Come on now, just because I think that I can possibly get better than a net return of maybe 2% per year on my money, doesnt mean I have my head in the clouds. Money sitting idle is wasted money in my opinion. I dont think comments like that are very helpful


----------



## sinbadfury (20 Feb 2007)

bacchus said:


> payable on the date that rent is first received from the property



How is this enforced/collected. Do you give a date when you register as landlord, letter in the post, will solicitor want it when drawing up tenancy contracts? Is i up to you to be honest and send a cheque in?

Just from a cashflow point of view while getting started thats all.


----------



## ClubMan (20 Feb 2007)

The _SD _clawback is basically self assessed/declared. But be aware that _Revenue _may also come looking for it if one does not correctly self assess:

Revenue acts on abuse of stamp duty relief


----------



## sinbadfury (20 Feb 2007)

OK then, that seems to answer my concerns over my situation. 

Just for the record, I would agree with the revenue in this case, as I can imagine that there is a huge amount of this avoidance happening around dublin in the last 5 years.

I myself, fell into the 'looking for info' category. Now that I have all the facts, I will be adhering to the rules if I decide to keep the apartment. There really is no escape is there.


----------



## ClubMan (20 Feb 2007)

sinbadfury said:


> I can imagine that there is a huge amount of this avoidance happening around dublin in the last 5 years.


Evasion actually. Whether by accident (through ignorance of the rules) or design.


----------



## TTV (20 Feb 2007)

Maybe the OP follows the Kent Brockman school of thought (couldnt resist)..


----------



## sinbadfury (20 Feb 2007)

ClubMan said:


> Evasion actually.
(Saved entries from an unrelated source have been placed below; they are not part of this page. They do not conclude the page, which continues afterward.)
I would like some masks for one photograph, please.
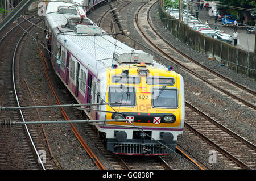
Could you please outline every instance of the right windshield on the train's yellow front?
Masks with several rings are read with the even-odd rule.
[[[155,107],[155,108],[179,107],[177,89],[164,89],[164,88],[153,89],[152,107]]]

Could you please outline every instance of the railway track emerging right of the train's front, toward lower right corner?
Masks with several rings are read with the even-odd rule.
[[[236,163],[234,169],[256,169],[256,147],[217,120],[186,102],[185,127]],[[226,159],[222,156],[222,159]]]

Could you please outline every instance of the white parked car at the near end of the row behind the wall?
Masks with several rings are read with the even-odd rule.
[[[213,39],[218,39],[218,40],[221,40],[221,41],[225,41],[227,43],[230,43],[232,44],[232,36],[231,35],[228,35],[226,33],[226,35],[223,35],[222,33],[219,33],[219,32],[216,32],[210,28],[202,28],[200,30],[197,30],[199,31],[200,33],[203,33],[204,35],[206,36],[209,36],[209,37],[212,37]]]

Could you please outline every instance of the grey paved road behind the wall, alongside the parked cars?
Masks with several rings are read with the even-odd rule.
[[[192,11],[195,12],[196,8],[196,5],[192,6]],[[213,28],[214,25],[216,25],[214,16],[209,16],[208,11],[206,11],[205,8],[203,10],[199,10],[199,20],[201,21],[201,23],[205,23],[205,21],[208,20],[209,26],[211,28]],[[224,27],[221,25],[221,21],[217,22],[217,27],[219,30],[222,30],[228,33],[229,35],[233,36],[233,27]],[[248,52],[254,52],[255,34],[247,34],[246,29],[240,27],[237,28],[237,32],[239,37],[237,47]]]

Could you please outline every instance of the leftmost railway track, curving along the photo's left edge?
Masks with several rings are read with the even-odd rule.
[[[36,15],[29,19],[34,23],[39,23],[42,20]],[[20,43],[26,36],[26,32],[20,26],[27,31],[34,27],[27,20],[23,20],[19,25],[11,28],[0,41],[1,52],[3,52],[0,57],[2,65],[1,92],[7,93],[1,95],[1,106],[17,107],[23,100],[22,90],[19,89],[18,66],[19,48],[22,47]],[[25,121],[26,114],[24,115],[22,111],[1,111],[1,120]],[[38,149],[42,148],[40,147],[42,145],[40,145],[36,134],[34,130],[23,126],[1,130],[1,169],[45,169],[42,159],[39,159],[40,151]]]

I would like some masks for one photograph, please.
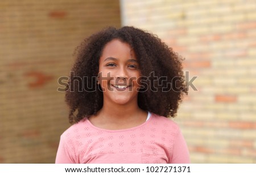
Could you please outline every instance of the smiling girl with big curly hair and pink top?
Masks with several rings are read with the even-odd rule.
[[[175,117],[187,93],[181,58],[157,36],[109,27],[79,46],[56,163],[189,163]]]

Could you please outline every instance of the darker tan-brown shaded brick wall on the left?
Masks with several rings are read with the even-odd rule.
[[[73,51],[120,27],[118,0],[0,1],[0,163],[54,163],[67,127],[64,93]]]

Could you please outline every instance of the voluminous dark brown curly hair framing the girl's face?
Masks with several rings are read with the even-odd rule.
[[[119,39],[131,46],[138,59],[141,75],[146,78],[144,82],[147,87],[138,92],[139,108],[159,116],[175,117],[182,96],[188,93],[181,65],[183,58],[158,36],[143,29],[125,26],[119,29],[102,29],[82,41],[75,50],[73,76],[69,77],[65,89],[65,101],[70,108],[69,122],[79,122],[102,108],[103,92],[96,83],[96,77],[102,50],[113,39]],[[81,82],[82,77],[86,77],[87,81]],[[155,80],[156,77],[158,80],[164,79],[159,83]],[[93,86],[97,88],[89,88]],[[167,90],[163,91],[164,88]]]

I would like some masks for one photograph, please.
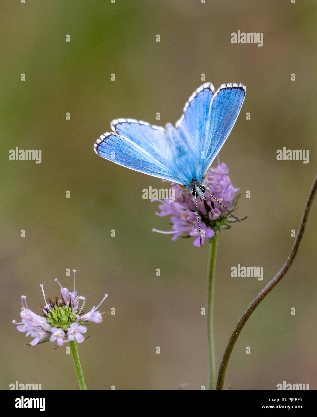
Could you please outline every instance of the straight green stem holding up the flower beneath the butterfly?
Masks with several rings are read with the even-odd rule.
[[[217,256],[217,233],[209,243],[209,261],[207,269],[207,338],[209,352],[209,389],[216,388],[216,358],[214,345],[214,288]]]

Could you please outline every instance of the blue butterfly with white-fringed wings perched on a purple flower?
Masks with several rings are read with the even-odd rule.
[[[211,83],[204,83],[189,97],[175,127],[116,119],[110,124],[112,132],[96,140],[94,151],[118,165],[184,185],[195,198],[204,198],[204,176],[229,136],[245,94],[242,84],[222,84],[215,92]]]

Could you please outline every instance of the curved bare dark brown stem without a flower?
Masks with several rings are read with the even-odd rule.
[[[302,220],[301,220],[301,222],[299,224],[299,228],[297,230],[297,234],[296,234],[296,238],[295,238],[295,241],[294,241],[294,245],[292,247],[292,251],[289,254],[289,256],[288,256],[285,264],[283,265],[282,269],[279,270],[279,272],[274,276],[274,278],[271,281],[269,281],[269,284],[267,284],[262,289],[262,291],[255,297],[255,299],[249,305],[249,307],[247,308],[247,310],[244,312],[243,316],[239,320],[238,324],[234,328],[234,331],[233,331],[233,333],[230,337],[229,343],[227,344],[226,350],[224,351],[224,356],[222,357],[222,361],[221,361],[220,368],[219,368],[219,373],[218,373],[218,380],[217,380],[216,389],[222,389],[222,387],[224,385],[224,376],[225,376],[225,373],[226,373],[226,367],[228,365],[228,361],[229,361],[232,349],[234,347],[234,344],[236,343],[236,339],[238,339],[238,337],[239,337],[239,334],[240,334],[244,324],[246,324],[247,319],[249,319],[249,317],[251,316],[253,311],[257,308],[257,306],[264,299],[264,297],[267,296],[267,294],[269,294],[269,292],[274,288],[274,286],[279,281],[281,281],[283,276],[287,273],[290,266],[292,265],[296,255],[299,251],[299,246],[300,246],[300,244],[302,242],[302,239],[303,239],[303,236],[304,236],[304,231],[305,231],[305,227],[306,227],[306,224],[307,224],[309,211],[310,211],[310,208],[312,206],[312,202],[314,200],[316,190],[317,190],[317,174],[316,174],[314,182],[312,184],[312,188],[309,191],[309,195],[308,195],[308,198],[307,198],[307,201],[306,201],[306,204],[305,204],[305,207],[304,207],[304,211],[303,211],[303,214],[302,214]]]

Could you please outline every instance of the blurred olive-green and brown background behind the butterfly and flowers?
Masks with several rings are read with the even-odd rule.
[[[116,308],[89,325],[78,348],[88,389],[200,389],[208,245],[153,233],[169,230],[169,218],[155,215],[158,205],[143,200],[142,189],[161,181],[98,157],[93,142],[114,118],[175,123],[201,73],[215,88],[247,86],[219,154],[241,189],[236,214],[248,216],[219,239],[219,365],[242,313],[284,264],[315,175],[316,2],[26,0],[0,10],[1,388],[19,381],[77,389],[65,346],[25,346],[31,338],[11,323],[22,294],[40,313],[40,284],[48,297],[59,294],[55,278],[71,287],[70,268],[80,270],[76,289],[89,294],[87,309],[105,292],[101,311]],[[231,44],[238,30],[263,32],[263,47]],[[9,161],[16,146],[42,149],[42,163]],[[309,149],[309,163],[277,161],[284,146]],[[276,389],[286,381],[317,389],[316,214],[315,201],[299,255],[244,327],[224,388]],[[231,278],[237,264],[263,266],[264,280]]]

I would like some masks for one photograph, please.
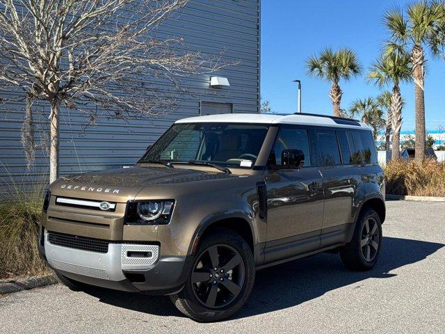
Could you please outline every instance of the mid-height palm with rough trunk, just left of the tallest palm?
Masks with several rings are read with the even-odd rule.
[[[400,159],[400,135],[402,127],[403,99],[399,84],[410,81],[412,66],[410,56],[403,49],[396,49],[389,53],[384,51],[382,56],[371,65],[368,78],[382,88],[392,86],[391,92],[391,120],[392,120],[392,159]]]

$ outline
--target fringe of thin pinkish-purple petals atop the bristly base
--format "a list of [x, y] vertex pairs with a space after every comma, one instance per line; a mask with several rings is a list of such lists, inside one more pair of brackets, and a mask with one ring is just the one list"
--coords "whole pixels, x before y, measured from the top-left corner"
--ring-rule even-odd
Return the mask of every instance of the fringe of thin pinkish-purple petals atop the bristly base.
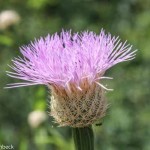
[[71, 33], [62, 31], [60, 34], [48, 35], [22, 46], [23, 57], [12, 60], [13, 71], [8, 76], [25, 82], [8, 84], [7, 88], [36, 84], [55, 85], [69, 89], [74, 84], [82, 90], [80, 83], [85, 78], [88, 84], [93, 82], [107, 89], [98, 81], [104, 77], [107, 69], [117, 63], [132, 60], [135, 51], [119, 37], [94, 32]]

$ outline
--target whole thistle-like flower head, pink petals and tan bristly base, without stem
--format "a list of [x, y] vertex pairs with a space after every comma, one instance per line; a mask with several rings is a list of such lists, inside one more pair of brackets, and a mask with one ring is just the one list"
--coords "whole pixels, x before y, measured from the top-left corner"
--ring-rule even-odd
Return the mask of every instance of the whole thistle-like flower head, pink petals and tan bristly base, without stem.
[[102, 79], [117, 63], [132, 60], [135, 51], [118, 37], [101, 30], [48, 35], [20, 48], [15, 58], [13, 78], [26, 82], [8, 84], [21, 87], [45, 84], [51, 89], [51, 115], [61, 126], [83, 127], [102, 118], [107, 109]]

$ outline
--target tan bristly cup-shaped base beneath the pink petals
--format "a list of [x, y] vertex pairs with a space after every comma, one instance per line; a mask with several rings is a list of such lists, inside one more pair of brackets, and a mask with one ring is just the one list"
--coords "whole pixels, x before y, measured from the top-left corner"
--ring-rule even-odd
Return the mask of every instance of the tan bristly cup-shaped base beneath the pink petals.
[[87, 127], [105, 115], [107, 102], [103, 89], [96, 84], [82, 89], [74, 87], [71, 92], [52, 89], [50, 114], [60, 126]]

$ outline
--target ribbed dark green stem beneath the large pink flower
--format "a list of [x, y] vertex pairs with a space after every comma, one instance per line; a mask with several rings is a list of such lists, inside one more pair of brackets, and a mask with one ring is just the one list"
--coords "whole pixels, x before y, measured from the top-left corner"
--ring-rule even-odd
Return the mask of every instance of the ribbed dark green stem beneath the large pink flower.
[[75, 150], [94, 150], [94, 134], [92, 126], [72, 128]]

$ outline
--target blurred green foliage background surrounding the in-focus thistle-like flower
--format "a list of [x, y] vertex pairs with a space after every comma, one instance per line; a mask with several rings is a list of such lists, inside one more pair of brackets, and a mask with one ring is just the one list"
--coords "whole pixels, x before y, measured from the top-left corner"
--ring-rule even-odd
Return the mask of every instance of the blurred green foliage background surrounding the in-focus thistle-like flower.
[[95, 146], [150, 150], [149, 0], [0, 0], [0, 145], [12, 144], [15, 150], [74, 150], [70, 128], [56, 127], [48, 116], [45, 86], [3, 89], [17, 82], [5, 71], [20, 55], [19, 47], [62, 28], [96, 33], [104, 28], [139, 50], [134, 61], [106, 73], [114, 80], [104, 83], [115, 90], [106, 94], [110, 108], [103, 125], [93, 126]]

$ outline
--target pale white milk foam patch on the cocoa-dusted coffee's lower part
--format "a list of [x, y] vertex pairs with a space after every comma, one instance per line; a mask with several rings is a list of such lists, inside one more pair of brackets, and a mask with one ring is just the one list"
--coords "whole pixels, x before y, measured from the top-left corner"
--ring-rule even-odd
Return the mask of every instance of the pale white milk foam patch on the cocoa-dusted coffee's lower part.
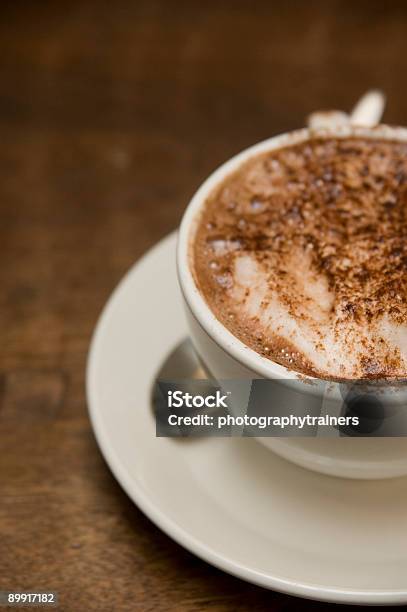
[[[295, 347], [315, 370], [334, 378], [363, 377], [363, 357], [383, 362], [397, 354], [401, 373], [407, 370], [406, 324], [397, 325], [387, 316], [369, 325], [343, 322], [341, 312], [334, 310], [335, 296], [326, 278], [312, 269], [311, 259], [293, 256], [291, 263], [287, 289], [277, 292], [270, 289], [270, 270], [250, 253], [237, 255], [230, 289], [234, 311], [252, 321], [264, 337], [278, 336], [288, 363]], [[297, 296], [295, 312], [287, 305], [292, 295]], [[284, 349], [284, 341], [290, 348]]]

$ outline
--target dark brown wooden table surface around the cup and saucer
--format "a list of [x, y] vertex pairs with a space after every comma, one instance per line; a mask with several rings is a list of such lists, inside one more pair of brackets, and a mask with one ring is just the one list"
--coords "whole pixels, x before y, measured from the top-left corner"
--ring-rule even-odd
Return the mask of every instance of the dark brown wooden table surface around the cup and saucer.
[[113, 287], [220, 162], [371, 86], [407, 120], [406, 34], [394, 0], [2, 4], [0, 588], [73, 612], [327, 608], [210, 567], [134, 507], [85, 363]]

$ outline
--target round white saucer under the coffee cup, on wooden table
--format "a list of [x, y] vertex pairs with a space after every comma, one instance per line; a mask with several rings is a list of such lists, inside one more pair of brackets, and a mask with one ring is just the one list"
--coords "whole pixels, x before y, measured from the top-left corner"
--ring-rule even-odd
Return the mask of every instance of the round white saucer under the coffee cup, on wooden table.
[[407, 602], [407, 479], [352, 481], [296, 467], [253, 439], [155, 437], [154, 376], [187, 336], [175, 235], [108, 301], [87, 372], [99, 446], [170, 537], [255, 584], [314, 599]]

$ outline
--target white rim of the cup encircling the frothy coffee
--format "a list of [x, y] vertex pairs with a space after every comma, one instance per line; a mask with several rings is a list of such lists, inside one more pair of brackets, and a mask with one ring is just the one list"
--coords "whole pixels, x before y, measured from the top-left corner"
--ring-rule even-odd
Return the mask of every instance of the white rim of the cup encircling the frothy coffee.
[[236, 171], [251, 157], [268, 151], [273, 151], [294, 144], [299, 144], [313, 138], [380, 138], [384, 140], [407, 141], [407, 129], [398, 126], [380, 124], [374, 127], [362, 127], [352, 124], [327, 126], [323, 128], [302, 128], [267, 138], [224, 162], [201, 184], [190, 200], [179, 228], [177, 242], [177, 274], [185, 301], [195, 319], [226, 353], [233, 359], [252, 370], [260, 378], [274, 378], [284, 380], [301, 380], [315, 384], [325, 380], [310, 376], [287, 367], [257, 353], [217, 319], [210, 306], [201, 294], [191, 269], [191, 243], [193, 241], [200, 211], [210, 193], [220, 185], [224, 179]]

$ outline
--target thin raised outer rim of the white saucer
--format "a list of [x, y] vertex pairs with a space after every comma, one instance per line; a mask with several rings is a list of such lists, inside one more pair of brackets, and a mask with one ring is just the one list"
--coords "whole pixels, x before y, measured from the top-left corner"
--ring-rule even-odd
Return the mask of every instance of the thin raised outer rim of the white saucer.
[[[129, 279], [133, 277], [133, 275], [137, 274], [138, 268], [147, 263], [151, 256], [156, 254], [159, 250], [164, 251], [165, 249], [174, 249], [175, 253], [176, 234], [176, 231], [171, 232], [169, 235], [158, 241], [125, 273], [117, 286], [113, 289], [101, 313], [99, 314], [90, 342], [86, 366], [86, 398], [88, 414], [101, 454], [115, 479], [118, 481], [129, 498], [135, 503], [135, 505], [167, 536], [205, 562], [231, 574], [232, 576], [246, 580], [247, 582], [263, 588], [311, 600], [372, 605], [397, 605], [406, 603], [407, 590], [382, 589], [375, 591], [327, 587], [324, 585], [306, 583], [302, 581], [296, 582], [287, 580], [285, 578], [259, 572], [252, 569], [250, 566], [237, 563], [233, 560], [233, 558], [216, 552], [204, 542], [188, 533], [172, 519], [169, 519], [165, 513], [160, 510], [158, 504], [155, 504], [154, 500], [151, 499], [147, 492], [142, 489], [140, 483], [130, 476], [125, 466], [121, 465], [120, 457], [109, 439], [109, 432], [104, 428], [103, 420], [100, 418], [99, 412], [99, 403], [97, 399], [97, 362], [100, 355], [101, 342], [106, 331], [109, 318], [112, 316], [112, 312], [114, 311], [114, 305], [125, 291]], [[147, 418], [148, 410], [144, 411], [143, 414], [145, 414], [145, 418]]]

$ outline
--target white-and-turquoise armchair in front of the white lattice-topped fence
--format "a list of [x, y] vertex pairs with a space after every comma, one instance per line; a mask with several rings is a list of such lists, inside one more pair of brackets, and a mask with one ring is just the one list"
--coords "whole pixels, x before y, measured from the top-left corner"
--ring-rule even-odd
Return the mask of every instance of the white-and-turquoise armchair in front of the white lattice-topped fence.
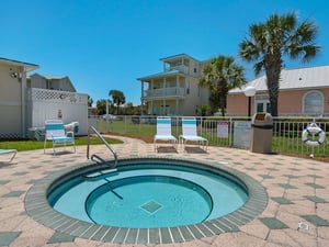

Whether by accident (through ignorance of the rules) or design.



My bad, thats what I meant.


----------



## bacchus (20 Feb 2007)

sinbadfury said:


> Money sitting idle is wasted money in my opinion.


 
but money badly invested could be much worse as you could loose it all.

It's like people blindly stating that renting is wasted money... What the difference between rent and interest on mortgage?


----------



## bacchus (20 Feb 2007)

sinbadfury said:


> How is this enforced


 
Many ways.... 
A simple one if that landlord need to register tenancy with PRTB if you want to be able to offset  mortgage interest on rented property.
Another one is that tenant will/may claim tax relief on rent and therefore will notify revenue.


----------